Authors will not make it easy for you so you need to ‘interrogate’ their arguments (not in the form of personal attack but in a critical way). Is the argument consistent, are there any contradictions? If so, then dig them out….

My late colleague, Dr Jim Lane, wrote:

“As in the famous Sherlock Holmes story where the crucial clue was the dog didn’t bark in the night, evaluating requires the ability to identify and recognise the importance of what isn’t there”.

He added:

“If you really dissect an argument and put it under the microscope, some pretty slipshod reasoning is often revealed”.


Synthesis is that almost indefinable quality that a really good essay or piece of writing has; it is the overall quality of a really good essay, the whole shebang. For synthesis is the production of a whole that is greater than its parts. It is what makes some writing ‘sheer poetry’ to read.

Back to Jim:

“Achieving a synthesis is about harmony, rhythm, balance and the creation of an aesthetic totality”.

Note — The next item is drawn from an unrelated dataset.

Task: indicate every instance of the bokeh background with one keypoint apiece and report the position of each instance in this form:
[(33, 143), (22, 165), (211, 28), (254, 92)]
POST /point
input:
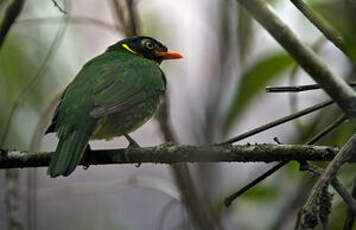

Harmony = the development of the argument, the discussion of pros and cons, integration of evidence and argument and flowing movement between different levels of analysis.

Rhythm = sentence structure, link words, and paragraphing, which helps to carry the argument along.

Balance = combination of coverage breathe and analytical depth. Too much breadth becomes superficial but too much depth without appropriate breadth becomes partial and incomplete.

Aesthetic Totality = an essay with loose ends firmly tied, conveying a coherent line of thought from start to finish, one that unfolds like a golden thread.

A final word on synthesis goes to Jim:

“If your essay achieves all this, then it is a genuine work of art. It is a literary masterpiece. It is poetry. It is yours”.

So, if your essays achieve middling marks, you might ask: “what have I done wrong?” The answer may well be ‘nothing’.

Critical thinking does not come easily. There is no formula, or mechanical method to achieve success. It arises out of flashes of insight, moments of inspiration and a good slog through the work. Ultimately, it is an expression of human creativity and originality. It is, perhaps, where mind meets heart and creates something truly special.

It is indeed something for us all to aspire to.